Brand's words proved prophetic. Computers did indeed reach the masses. Moreover, the entry of computing power into the mass market obviously had a greater impact on society than the spread of psychedelic drugs. However, the personal computer did not arrive in the way Brand - or almost anyone else - had expected. The development of the personal computer followed a path that could hardly be described as rational. Trying to describe those years, from 1972 to 1977, one cannot help but recall the words of Mark Twain: "Few things happen at the right time, and the rest don't happen at all. The conscientious historian will correct these imperfections."

...

Thus begins Paul Ceruzzi's account of the emergence and development of personal computers. One could not imagine a more anti-heroic beginning for the third industrial revolution: the eccentric 1970s, psychedelia, circuit-bending with screwdrivers (and quite a bit of U.S. Department of Defense involvement, high and far away...)

Although several prophets emerged in the course of developments (almost always with a somewhat unconventional or liberal countercultural background), along with manifestos and declarations, the third industrial revolution, because it was capitalist (and not something else...), proceeded in ways that nobody had imagined even approximately. It advanced much further and deeper than one might assume by looking at today's handheld personal computers (smartphones): into the sciences and health applications, into DNA and brain/neural system research; into new materials and chemistry; into the entertainment and communications industries; into the construction of ideology, consent, or indifference; into the (global) restructuring of the "labor market"...

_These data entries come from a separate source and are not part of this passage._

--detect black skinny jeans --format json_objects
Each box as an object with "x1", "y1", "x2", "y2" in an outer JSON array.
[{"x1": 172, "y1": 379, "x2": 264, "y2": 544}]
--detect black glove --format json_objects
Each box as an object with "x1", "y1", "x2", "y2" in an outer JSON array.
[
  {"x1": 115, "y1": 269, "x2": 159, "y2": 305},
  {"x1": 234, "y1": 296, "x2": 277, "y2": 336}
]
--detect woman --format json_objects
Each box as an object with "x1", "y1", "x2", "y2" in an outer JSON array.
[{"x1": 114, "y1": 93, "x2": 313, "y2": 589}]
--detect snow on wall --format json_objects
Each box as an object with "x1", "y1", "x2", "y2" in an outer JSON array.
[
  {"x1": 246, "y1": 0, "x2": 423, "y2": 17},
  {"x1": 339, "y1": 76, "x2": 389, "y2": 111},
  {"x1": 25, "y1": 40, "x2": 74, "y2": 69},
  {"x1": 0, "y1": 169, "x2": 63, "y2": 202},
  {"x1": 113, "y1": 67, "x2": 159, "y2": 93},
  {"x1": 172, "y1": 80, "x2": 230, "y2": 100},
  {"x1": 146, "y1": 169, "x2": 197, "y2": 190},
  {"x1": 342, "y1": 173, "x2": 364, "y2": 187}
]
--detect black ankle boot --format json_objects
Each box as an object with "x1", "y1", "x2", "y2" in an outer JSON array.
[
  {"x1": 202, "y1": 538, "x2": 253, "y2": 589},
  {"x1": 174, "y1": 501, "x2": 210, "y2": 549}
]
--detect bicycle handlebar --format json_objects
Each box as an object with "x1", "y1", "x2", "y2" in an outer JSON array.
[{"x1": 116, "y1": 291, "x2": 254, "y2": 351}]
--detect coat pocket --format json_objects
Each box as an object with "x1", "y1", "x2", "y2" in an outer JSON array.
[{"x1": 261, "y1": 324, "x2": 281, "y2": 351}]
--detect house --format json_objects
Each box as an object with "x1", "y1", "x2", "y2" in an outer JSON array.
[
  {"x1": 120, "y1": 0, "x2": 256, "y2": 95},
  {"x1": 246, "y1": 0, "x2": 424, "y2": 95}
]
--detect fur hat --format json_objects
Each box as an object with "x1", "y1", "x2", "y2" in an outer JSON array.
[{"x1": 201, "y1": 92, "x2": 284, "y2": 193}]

How many people over the past 40 years have realized they are living through an industrial revolution? Fewer than few! On the contrary, the practical developments and their social consequences unfolded within a fog that sometimes carried the remnants of the liberal optimism of the 1970s and 1980s, and at other times a kind of "instrumental mysticism" - eventually mostly the latter...

Until the third industrial revolution matured enough to "give birth" already to the fourth... Now, however, there are differences in the "birthplaces." First, the fourth industrial revolution has been officially announced! And this is because it is no longer being initiated by psychedelics and eccentrics, but by states and corporations that were shaped by - or maximally exploited - the achievements of the third. In other words, where in the 1970s there was curiosity, a playful spirit, and uncertainty, now there is a certain plan.

Moreover, optimism has reached its limits. Today's prophets announce dangers: from robots... from artificial intelligence... The colors of the transition from industrialism (the second revolution) to "post-industrialism" (the third) were cheerful. Now, in the transition to the fourth, they are dull.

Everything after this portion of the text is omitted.